Meteo Sicilia: febbraio ricco di piogge, ma il settore tirrenico resta sotto media

La fascia tirrenica è risultata meno coinvolta dalle circolazioni depressionarie, sviluppatesi per lo più a latitudini più meridionali. Questo aspetto, però, è stato in parte compensato per il settore messinese, che nei mesi precedenti aveva già registrato precipitazioni abbondanti

Il mese di febbraio ha portato un significativo apporto pluviometrico in Sicilia, con precipitazioni ben distribuite che hanno contribuito a colmare il deficit idrico accumulato nei due anni precedenti. La successione regolare delle perturbazioni ha permesso di superare la fase di siccità agricola, con accumuli piovosi più omogenei rispetto agli eventi di dicembre e gennaio. Tuttavia, la fascia tirrenica è risultata meno coinvolta dalle circolazioni depressionarie, sviluppatesi per lo più a latitudini più meridionali. Questo aspetto, però, è stato in parte compensato per il settore messinese, che nei mesi precedenti aveva già registrato precipitazioni abbondanti.

Secondo i dati forniti dalla rete SIAS, la media regionale delle piogge nel mese si è attestata a 106 mm, superando di 23 mm la norma del periodo 2003-2022. Il numero medio di giorni piovosi è stato pari a 10, leggermente superiore alla media storica di 9. Tra le stazioni di rilevamento, Pedara (CT) ha registrato il valore più alto con 16 giorni di pioggia, mentre Acate (RG) e Torregrotta (ME) hanno riportato il numero più basso con 6 giorni. Il massimo accumulo giornaliero è stato registrato il 2 febbraio a Fiumedinisi (ME) con 119,2 mm, mentre il massimo accumulo mensile è stato rilevato a Linguaglossa (CT), con un totale di 322,2 mm.

Piogge febbraio 2025 Sicilia

Un evento di particolare rilievo ha interessato lo spartiacque dei Monti Peloritani il 2 febbraio, quando una linea di convergenza ha determinato precipitazioni superiori ai 150 mm in 24 ore su un’ampia area del versante tirrenico. In alcune località, come Rometta, Calvaruso e Saponara (ME), gli accumuli hanno superato i 200 mm, causando diffusi fenomeni di dissesto e la piena di diversi torrenti.
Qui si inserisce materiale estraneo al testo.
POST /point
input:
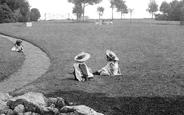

L’inverno meteorologico appena concluso ha registrato un bilancio complessivamente positivo in termini di precipitazioni, con accumuli superiori ai 200 mm su gran parte del territorio siciliano nel trimestre invernale. Le abbondanti nevicate in alta quota hanno mantenuto una copertura nevosa significativa, con un massimo di 62 cm registrato il 10 febbraio presso la stazione di Cesarò Monte Soro (ME), nonostante le fasi di scioglimento. Questo recupero delle risorse idriche ha avuto effetti favorevoli sulle colture agricole, in particolare sui cereali autunno-vernini e sulle foraggere, anche se sarà necessario un ulteriore apporto pluviometrico durante la primavera per garantire condizioni ottimali di produzione. Inoltre, per ripristinare adeguatamente le riserve idriche degli invasi, fondamentali per le attività irrigue estive, saranno necessarie ulteriori precipitazioni consistenti nei prossimi mesi.